READ : Isaiah 40:6-8
The grass withers, the flower fades; but the word of our God will stand forever. (v. 8)
Traditional requiems focus on the peace of the dead. Brahms’ Requiem focuses on the peace of the living. Yet, what will it take for those living with grief to be truly at peace?
Brahms answers this question with these verses from Isaiah 40. They remind us that true peace lies not in delusions of our own strength, but in our relationship with an eternal God.

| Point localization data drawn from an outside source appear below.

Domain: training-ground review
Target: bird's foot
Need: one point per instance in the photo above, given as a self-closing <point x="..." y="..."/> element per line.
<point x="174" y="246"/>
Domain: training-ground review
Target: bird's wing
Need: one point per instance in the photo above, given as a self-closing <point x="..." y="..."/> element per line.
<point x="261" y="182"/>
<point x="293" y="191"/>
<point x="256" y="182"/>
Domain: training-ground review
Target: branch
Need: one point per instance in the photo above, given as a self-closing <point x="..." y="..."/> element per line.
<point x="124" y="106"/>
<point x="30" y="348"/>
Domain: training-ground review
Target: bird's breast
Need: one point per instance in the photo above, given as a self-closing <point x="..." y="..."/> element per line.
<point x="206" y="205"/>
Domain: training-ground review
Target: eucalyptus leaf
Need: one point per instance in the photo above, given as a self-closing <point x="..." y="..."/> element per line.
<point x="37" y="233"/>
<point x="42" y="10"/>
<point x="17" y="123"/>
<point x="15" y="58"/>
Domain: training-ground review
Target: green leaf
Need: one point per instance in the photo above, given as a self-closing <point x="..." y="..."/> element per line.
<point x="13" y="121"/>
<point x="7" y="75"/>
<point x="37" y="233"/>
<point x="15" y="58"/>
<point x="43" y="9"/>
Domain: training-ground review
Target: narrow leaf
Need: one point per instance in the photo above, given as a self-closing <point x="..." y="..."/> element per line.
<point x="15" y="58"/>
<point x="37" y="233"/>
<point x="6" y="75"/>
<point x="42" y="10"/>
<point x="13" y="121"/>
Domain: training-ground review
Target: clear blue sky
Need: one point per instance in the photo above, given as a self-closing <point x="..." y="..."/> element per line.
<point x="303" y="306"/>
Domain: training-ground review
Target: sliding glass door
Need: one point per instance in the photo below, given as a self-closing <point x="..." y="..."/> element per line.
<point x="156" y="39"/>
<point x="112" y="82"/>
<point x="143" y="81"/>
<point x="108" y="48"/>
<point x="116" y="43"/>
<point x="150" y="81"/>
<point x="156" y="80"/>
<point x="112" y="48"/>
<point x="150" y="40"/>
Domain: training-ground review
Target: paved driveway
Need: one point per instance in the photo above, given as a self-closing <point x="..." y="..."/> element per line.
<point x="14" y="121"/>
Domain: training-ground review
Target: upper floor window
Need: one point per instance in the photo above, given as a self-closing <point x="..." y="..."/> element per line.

I learned something about this contrast the day I visited the funeral home for Annie, a young girl killed in a snowmobile accident. At one point I noticed Annie’s father slipping away from the long line of mourners. He bent over his daughter’s casket, stroked her hair, and gently planted a kiss on her forehead. The image of his fresh grief has stayed with me ever since, in part because it struck me as such a beautiful expression of grief held in hope’s strong embrace. One day that father will kiss his daughter again.
The death of a child is a cruel reminder of how quickly the human “flower” fades. Yet, peace is possible even in the midst of pain when we realize that our fragile lives are rooted in God’s eternal grace.
In our frailty, O God, we surrender ourselves to that love that will not let us go.
Listening option: Brahms’ Requiem, Movement 2.